If you accelerate too much it can send you into an air-wheelie styled jump. If this happens, lean as far forward as you can, pull the clutch in and tap the rear brake to try pull the front of the bike down. Of course, if you're upside down already this won't work ;-).



If you back off the throttle too much when hitting the up-ramp, this will send you into a nose dive. This one's scarier than the air-wheelie. To lift the front back up, you want to get the rear wheel spinning as fast as you can by accelerating in the air. These techniques do work, but only to a certain extent.

When landing, use your legs to help absorb the impact and remember to keep your elbows out and your wrists straight. This helps spread the pressure evenly through your arms, chest and shoulders, so you don't damage your wrists.

Always accelerate just before landing. This not only makes you faster on the track, but directs the bike in a straight line (esp. important in rutted/uneven terrain).



Dirt Bike Jumping: Extra Tips

  • If you cross it up (when the bike goes sideways in the air), try not to panic. Keep your body in line with the front suspension and accelerate before landing. You'll be surprised at what you can pull out of by doing this.
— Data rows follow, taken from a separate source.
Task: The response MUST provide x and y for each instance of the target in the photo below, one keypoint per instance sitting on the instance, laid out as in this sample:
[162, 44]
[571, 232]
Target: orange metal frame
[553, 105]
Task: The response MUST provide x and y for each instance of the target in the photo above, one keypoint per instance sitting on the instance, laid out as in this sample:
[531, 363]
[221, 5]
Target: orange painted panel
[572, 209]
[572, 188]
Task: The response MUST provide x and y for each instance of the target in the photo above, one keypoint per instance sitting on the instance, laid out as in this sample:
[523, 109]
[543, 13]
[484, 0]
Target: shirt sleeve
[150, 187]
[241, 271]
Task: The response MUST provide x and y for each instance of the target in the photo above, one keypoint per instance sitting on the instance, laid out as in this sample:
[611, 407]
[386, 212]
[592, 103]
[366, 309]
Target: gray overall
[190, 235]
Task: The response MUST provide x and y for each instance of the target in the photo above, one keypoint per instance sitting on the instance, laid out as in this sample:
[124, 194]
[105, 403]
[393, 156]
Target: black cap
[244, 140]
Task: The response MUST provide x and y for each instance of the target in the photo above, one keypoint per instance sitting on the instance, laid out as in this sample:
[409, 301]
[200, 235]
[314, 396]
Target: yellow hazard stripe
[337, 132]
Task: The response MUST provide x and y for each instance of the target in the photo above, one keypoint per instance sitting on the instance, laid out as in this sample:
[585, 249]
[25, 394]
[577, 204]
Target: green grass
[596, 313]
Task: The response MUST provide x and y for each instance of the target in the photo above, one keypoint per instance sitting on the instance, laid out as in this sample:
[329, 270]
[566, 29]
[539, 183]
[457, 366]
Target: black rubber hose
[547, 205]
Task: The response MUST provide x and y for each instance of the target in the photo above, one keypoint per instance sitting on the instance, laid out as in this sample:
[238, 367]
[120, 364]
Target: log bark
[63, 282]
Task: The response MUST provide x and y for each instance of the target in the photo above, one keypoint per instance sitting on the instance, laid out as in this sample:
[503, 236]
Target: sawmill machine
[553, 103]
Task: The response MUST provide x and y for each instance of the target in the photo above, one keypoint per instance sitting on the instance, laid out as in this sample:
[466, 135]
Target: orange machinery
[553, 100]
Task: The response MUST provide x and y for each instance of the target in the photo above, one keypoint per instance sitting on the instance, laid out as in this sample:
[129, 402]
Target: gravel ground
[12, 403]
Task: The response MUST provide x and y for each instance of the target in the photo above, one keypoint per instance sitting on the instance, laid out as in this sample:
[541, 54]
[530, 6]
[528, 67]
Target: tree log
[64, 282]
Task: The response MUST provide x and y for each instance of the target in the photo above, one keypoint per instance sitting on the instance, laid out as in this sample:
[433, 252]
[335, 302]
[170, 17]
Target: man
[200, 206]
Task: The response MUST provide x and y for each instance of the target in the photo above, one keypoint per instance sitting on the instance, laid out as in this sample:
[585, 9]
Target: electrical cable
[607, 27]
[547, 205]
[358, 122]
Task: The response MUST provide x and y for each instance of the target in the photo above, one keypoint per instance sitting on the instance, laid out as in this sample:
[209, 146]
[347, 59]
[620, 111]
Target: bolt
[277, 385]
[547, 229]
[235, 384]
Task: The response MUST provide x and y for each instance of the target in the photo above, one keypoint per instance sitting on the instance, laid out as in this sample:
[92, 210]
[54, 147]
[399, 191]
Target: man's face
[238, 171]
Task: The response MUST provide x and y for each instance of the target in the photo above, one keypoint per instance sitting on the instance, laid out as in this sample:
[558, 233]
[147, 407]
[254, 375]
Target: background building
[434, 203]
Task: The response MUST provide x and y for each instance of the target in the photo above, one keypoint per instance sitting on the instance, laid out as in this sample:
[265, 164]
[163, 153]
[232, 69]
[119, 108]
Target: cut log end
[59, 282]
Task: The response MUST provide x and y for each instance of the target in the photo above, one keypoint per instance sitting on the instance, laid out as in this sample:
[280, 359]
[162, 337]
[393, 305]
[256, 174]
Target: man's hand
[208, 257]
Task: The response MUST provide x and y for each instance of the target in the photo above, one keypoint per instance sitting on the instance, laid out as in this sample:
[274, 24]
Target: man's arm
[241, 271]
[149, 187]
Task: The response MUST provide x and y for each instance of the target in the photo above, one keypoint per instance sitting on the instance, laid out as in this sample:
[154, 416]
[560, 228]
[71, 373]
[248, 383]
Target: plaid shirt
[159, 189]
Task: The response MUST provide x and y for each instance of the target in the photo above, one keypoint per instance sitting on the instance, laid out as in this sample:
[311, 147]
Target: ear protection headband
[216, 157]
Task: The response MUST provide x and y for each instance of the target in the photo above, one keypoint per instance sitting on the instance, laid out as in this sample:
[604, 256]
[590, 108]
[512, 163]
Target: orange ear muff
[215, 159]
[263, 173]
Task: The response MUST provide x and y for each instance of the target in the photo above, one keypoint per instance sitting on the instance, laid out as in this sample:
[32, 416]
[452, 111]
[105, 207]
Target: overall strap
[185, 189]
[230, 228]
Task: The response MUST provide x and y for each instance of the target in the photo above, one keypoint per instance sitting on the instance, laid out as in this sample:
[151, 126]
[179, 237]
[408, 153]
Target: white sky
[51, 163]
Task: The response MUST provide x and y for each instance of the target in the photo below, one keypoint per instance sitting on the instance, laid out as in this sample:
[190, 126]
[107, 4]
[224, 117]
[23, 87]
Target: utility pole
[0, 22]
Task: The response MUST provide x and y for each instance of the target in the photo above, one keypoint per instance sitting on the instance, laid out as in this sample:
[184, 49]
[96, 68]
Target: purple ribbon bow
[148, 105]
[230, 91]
  • If you come up short (or case out), stay on the bike. Rev the bike hard before landing to tighten up the chain and stiffen the suspension. Use the bikes suspension to absorb the brunt of the impact - your legs can only take so much before they snap!
  • Most importantly... Check the jump and landing first! Ride next to it if you can or better yet, watch someone else jump it to get an idea of speed, entry line etc.
  • Remember if you're jumping the ridge of a hill, make sure you know there's no one else coming from the other side. Two experienced riders here in N.Z died when they hit each other on their home track doing just this. Tragic.